According to new figures released by the Ministry of Justice, 3,484 of the region’s drivers paid an average fine of £185 for not having proper direct car insurance last year. This £185 figure is an eye-watering £736 less than the price of annual comprehensive car cover, the AA said.
As a result of the new figures, motoring organisations and MPs have begun to call for stricter fines for those caught out without insurance, particularly because of estimates that say uninsured motorists raise honest drivers’ car insurance rates by around £30 a year. Jonathan Edwards, Plaid MP for Dinefwr and Carmarthen East, stated that the government needs to not only increase fines for those caught persistently and knowingly driving without insurance, but to persuade the insurance industry to operate less as a cartel and more as a market.
Uninsured driving is the farthest from a victimless crime, according to one spokesman from the RAC. Everyone ends up paying the price, the spokesman said, as premium prices go up across the board for all motorists as a result.

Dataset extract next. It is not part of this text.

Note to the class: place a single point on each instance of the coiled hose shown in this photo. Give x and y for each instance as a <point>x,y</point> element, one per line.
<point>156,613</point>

The AA also weighed in on the issue, with the motoring organisation’s representative, Ian Crowder, saying that uninsured driving fines are offensively low to someone who has suffered at the hands of someone driving without insurance. However, Mr Crowder added that the true problem is that a ‘motoring underclass’ has emerged, as those getting behind the wheel without insurance have already been banned extensively and just go on to become repeat offenders.